Tuesday, June 3, 2008

Everything Is Illuminated


This book is hard to piece together. It's even harder to write about.

If Everything Is Illuminated had to be categorized onto one shelf, I'd assign it a spot alongside other books about the holocaust. Or maybe about love. No, it's about friendship. Scratch that...it's really about loneliness.

Whatever it actually is about, Jonathan Safran Foer seems to be too odd of a man, and definitely too odd of an author, to define the book or narrow its focus. The minute the reader does, Foer changes the tempo and direction of the book. Sometimes, the stories of cruelty are cover-your-eyes horrible. Sometimes, the situations are uncomfortably obscene. Sometimes, the story and characters are folklorist-y bizarre. Sometimes, it's modern-age hilarious. A lot of the time, it's furrow-your-brow confusing. Everything definitely did not get illuminated for me.

With broad, sweeping strokes, I'll attempt to give a basic summary of the book. A young 20 year-old Jewish man, whose name also happens to be Jonathan Safran Foer, travels to the Ukraine in an attempt to track down a woman in a photograph named Augustine, who saved his grandfather from the Nazis. To help him, he hires a tour guide/translator named Alex, whose English appears to have been mostly learned directly from a thesaurus. The nouns and verbs he chooses are almost always slightly off, but kind of, sort of close, and the reader is forced to translate almost all of Alex's narrative into actual English. Part of the book is written as letters from Alex to Jonathan as explanations for his translations and editions. Some of it is what the character Jonathan Safran Foer writes as his novel (after his return from his trip) and some of it is narrative of the actual trip, given by Alex. When the parts are put together as a whole novel, the reader is forced to be quite patient and thorough to finish the book actually understanding all of what happened, and even more willing to be content with its loose ends that will never be tied.

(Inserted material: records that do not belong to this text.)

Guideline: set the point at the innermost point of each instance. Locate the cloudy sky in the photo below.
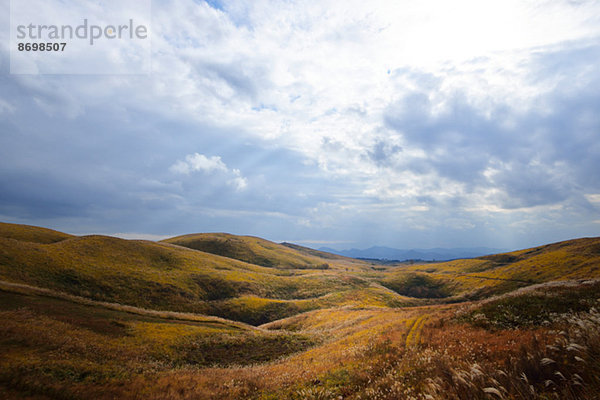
(413, 123)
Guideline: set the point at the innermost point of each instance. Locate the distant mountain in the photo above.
(437, 254)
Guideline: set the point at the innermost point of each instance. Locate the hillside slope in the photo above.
(166, 277)
(32, 234)
(496, 274)
(250, 249)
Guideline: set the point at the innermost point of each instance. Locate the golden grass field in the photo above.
(216, 316)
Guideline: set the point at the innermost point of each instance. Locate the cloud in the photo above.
(361, 121)
(198, 162)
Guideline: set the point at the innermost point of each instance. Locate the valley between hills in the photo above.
(219, 316)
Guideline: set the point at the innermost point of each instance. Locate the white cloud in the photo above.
(199, 162)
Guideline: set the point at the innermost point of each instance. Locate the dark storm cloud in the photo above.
(543, 156)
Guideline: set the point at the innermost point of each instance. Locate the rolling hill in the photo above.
(250, 249)
(218, 316)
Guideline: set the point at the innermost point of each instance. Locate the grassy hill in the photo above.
(250, 249)
(32, 234)
(104, 318)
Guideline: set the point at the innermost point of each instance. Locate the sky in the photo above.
(410, 124)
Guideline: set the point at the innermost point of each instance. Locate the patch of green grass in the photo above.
(418, 285)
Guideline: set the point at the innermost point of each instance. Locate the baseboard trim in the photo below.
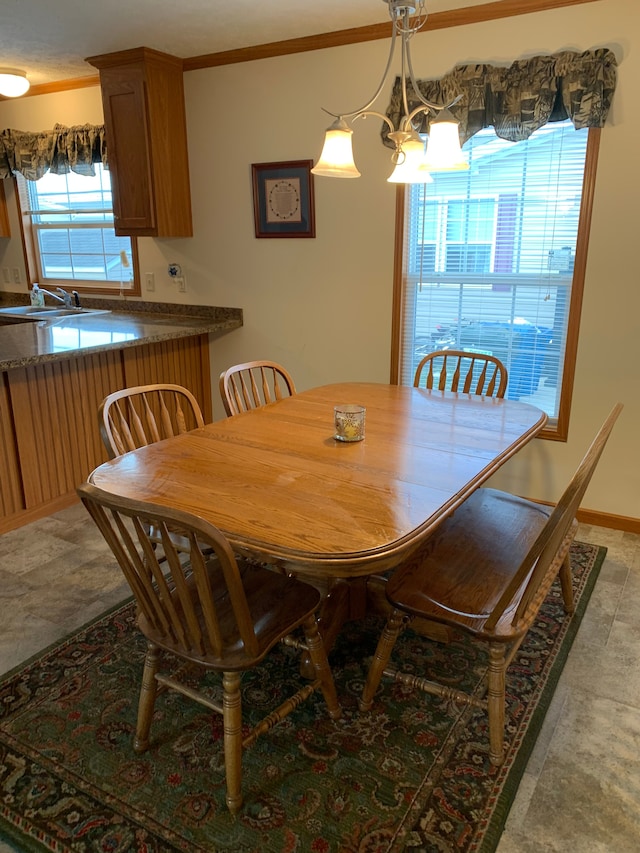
(604, 519)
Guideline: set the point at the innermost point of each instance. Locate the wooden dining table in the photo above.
(285, 491)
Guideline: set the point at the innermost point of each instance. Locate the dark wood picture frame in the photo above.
(283, 202)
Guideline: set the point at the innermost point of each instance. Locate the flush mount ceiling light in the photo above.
(13, 82)
(411, 162)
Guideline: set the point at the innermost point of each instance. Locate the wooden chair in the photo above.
(253, 384)
(486, 571)
(210, 609)
(144, 414)
(468, 372)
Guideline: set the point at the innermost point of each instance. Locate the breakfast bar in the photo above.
(57, 368)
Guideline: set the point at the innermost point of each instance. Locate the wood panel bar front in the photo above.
(50, 441)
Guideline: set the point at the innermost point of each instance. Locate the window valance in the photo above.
(61, 150)
(518, 99)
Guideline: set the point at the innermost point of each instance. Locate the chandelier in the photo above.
(412, 161)
(13, 82)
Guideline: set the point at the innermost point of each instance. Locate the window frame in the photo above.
(556, 431)
(32, 255)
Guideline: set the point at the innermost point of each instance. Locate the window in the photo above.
(69, 234)
(493, 261)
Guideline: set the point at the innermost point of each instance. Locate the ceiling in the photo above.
(50, 39)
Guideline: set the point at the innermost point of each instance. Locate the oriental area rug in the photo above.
(411, 775)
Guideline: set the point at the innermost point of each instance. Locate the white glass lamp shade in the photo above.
(13, 82)
(443, 147)
(336, 160)
(411, 168)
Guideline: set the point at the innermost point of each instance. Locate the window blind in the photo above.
(489, 255)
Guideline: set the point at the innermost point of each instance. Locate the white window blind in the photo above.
(489, 255)
(71, 226)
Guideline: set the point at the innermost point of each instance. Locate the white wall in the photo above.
(323, 306)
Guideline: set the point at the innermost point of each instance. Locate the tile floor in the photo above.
(581, 789)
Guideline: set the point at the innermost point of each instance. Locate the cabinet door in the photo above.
(126, 119)
(5, 228)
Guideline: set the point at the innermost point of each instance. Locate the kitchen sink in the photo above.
(39, 312)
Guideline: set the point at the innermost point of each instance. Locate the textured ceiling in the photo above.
(50, 39)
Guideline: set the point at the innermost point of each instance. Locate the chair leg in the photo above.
(566, 582)
(392, 630)
(148, 692)
(496, 701)
(320, 663)
(232, 717)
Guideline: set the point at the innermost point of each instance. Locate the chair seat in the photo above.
(459, 576)
(275, 601)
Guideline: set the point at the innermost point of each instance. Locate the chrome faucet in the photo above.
(65, 298)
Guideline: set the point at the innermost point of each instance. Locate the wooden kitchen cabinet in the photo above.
(144, 116)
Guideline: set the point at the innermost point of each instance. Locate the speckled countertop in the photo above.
(127, 324)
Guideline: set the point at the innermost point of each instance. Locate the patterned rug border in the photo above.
(515, 771)
(490, 830)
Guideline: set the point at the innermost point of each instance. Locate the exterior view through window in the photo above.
(489, 258)
(69, 226)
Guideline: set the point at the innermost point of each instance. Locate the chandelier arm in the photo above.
(366, 113)
(372, 100)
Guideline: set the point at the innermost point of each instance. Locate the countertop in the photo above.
(126, 324)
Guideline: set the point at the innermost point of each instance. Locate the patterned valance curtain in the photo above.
(518, 99)
(61, 150)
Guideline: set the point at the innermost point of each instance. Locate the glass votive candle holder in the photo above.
(349, 422)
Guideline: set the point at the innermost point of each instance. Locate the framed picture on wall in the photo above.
(283, 203)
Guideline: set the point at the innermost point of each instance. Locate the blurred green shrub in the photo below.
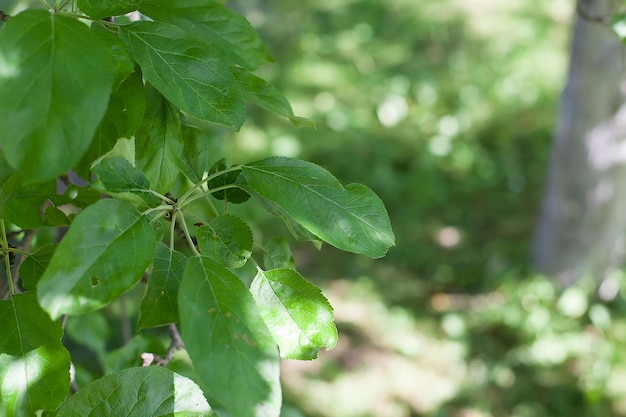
(445, 109)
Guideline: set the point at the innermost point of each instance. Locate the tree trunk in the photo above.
(582, 227)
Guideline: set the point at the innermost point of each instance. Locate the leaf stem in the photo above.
(4, 246)
(211, 191)
(173, 230)
(164, 207)
(183, 200)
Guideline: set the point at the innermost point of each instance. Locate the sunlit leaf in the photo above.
(146, 391)
(227, 239)
(186, 71)
(299, 316)
(34, 365)
(227, 32)
(230, 345)
(55, 87)
(104, 253)
(351, 218)
(160, 304)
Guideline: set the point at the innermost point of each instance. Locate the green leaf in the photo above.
(146, 391)
(34, 365)
(232, 195)
(24, 204)
(122, 119)
(296, 229)
(278, 255)
(296, 312)
(119, 178)
(214, 24)
(158, 143)
(121, 61)
(98, 9)
(233, 351)
(186, 71)
(5, 169)
(55, 83)
(353, 218)
(227, 239)
(104, 253)
(160, 303)
(261, 93)
(35, 264)
(198, 150)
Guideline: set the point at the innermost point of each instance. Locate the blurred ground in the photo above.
(446, 110)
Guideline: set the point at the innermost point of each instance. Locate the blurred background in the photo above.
(447, 110)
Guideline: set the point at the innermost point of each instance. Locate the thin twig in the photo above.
(175, 344)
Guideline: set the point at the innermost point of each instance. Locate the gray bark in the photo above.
(582, 226)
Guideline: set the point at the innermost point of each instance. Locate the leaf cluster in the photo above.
(101, 147)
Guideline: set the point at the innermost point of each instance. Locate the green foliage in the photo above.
(153, 391)
(110, 132)
(34, 365)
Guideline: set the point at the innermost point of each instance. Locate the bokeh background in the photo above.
(446, 109)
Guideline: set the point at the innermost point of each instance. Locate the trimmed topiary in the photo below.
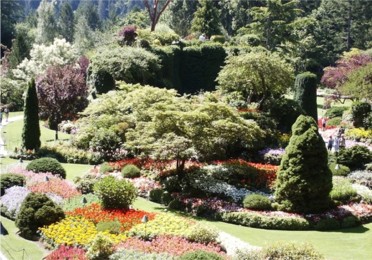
(131, 171)
(305, 93)
(304, 180)
(115, 194)
(37, 210)
(200, 255)
(9, 180)
(257, 202)
(47, 165)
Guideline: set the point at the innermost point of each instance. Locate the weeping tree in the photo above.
(31, 127)
(304, 180)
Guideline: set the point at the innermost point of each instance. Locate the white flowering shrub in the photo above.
(42, 56)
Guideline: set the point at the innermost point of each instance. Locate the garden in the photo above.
(229, 135)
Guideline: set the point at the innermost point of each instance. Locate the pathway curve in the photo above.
(3, 151)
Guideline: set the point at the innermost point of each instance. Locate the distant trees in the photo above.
(31, 127)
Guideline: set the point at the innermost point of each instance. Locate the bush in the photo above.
(100, 248)
(37, 210)
(115, 194)
(355, 157)
(200, 255)
(131, 171)
(335, 112)
(202, 233)
(342, 191)
(9, 180)
(256, 220)
(257, 201)
(339, 169)
(113, 227)
(47, 165)
(156, 195)
(291, 251)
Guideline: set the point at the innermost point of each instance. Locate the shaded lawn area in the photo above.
(351, 243)
(12, 245)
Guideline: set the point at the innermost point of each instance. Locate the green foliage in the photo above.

While Alex's broken English can certainly be funny, it slows down the pace of the novel (because it's impossible to read it fast) too much. Thankfully, his conversational skills do improve and his letters to Jonathan towards the end are much more accessible. Additionally, because both Alex and Jonathan are young and male, there is quite a bit of sexual humor that turns out to be quite harmless, and even slightly endearing, but still makes the overall effect a bit R-rated.

There are so many characters to keep track of and I'm not exactly certain if I figured out who was who and if they mattered. Ultimately, I think most didn't matter because, again, I think the take-home message is meant to be about the horrors of the holocaust and how good people can do bad things. If not, then I missed a whole lot.

If you do attempt this book, read it patiently. It might help to read it as part of a group effort. Then, perhaps if you're able to talk it through and everyone brings their own understanding into a collective whole, everything about this novel might actually BECOME illuminated.

4 comments:

Amy Sorensen said...

I LOVE this book. Alexi's vocabulary...it makes me giggle just remembering it. It definitely is a very pomo novel, though. You're right: hard to write about! (I just looked up my book note about it, and I discovered that I really didn't say anything about the book, even though I loved it so much. Maybe because I loved it so much.) One warning: skip the movie. Trust me!

Becky K said...

I loved this book too; maybe I had to, since I read your other commenter's copy. ;)

I think that you got to the heart of it with this review. I kind of remember thinking that the book was about truth, but not in the usual sense. It's more of what we accept as truth, rather than the actual veracity of the truth. It doesn't seem like the stories of the woman who he thinks was Augustina matched up with his grandfather's story, but do any two people's versions of a story ever really match up? That is kind of what I'm driving at. Both have truth, but come to different conclusions. But I might not remember the book correctly, so I should probably stop before I make myself look stupid. :)

I do remember I read this book close to the time when I read History of Love. They remind me of each other in a lot of ways.

Tandy said...

I started this the other night and finished it this morning. I am not so sure that I was able to keep all of the characters straight. In the beginning I was a little lost. I had to re-read the first couple chapters. It was fun to read and I found myself laughing out loud in spite of myself.

I also was very touched by the really emotional telling of the Nazi's coming to Trachimbrod (did I even spell that right?). I wasn't totally expecting it and it really moved me. It is the third book that I've read in the last week that involved some WWII history. First was the Zookeeper's Wife, then Suite Francaise, then Everything is Illuminated. I am ready for a light and fun summer read...any suggestions?

Amy said...

Okay, I just finished & loved his other book - Extremely Loud and Incredibly Close. So I was wondering about this one. I'm a huge found of quirky so I'll probably try this one out, too.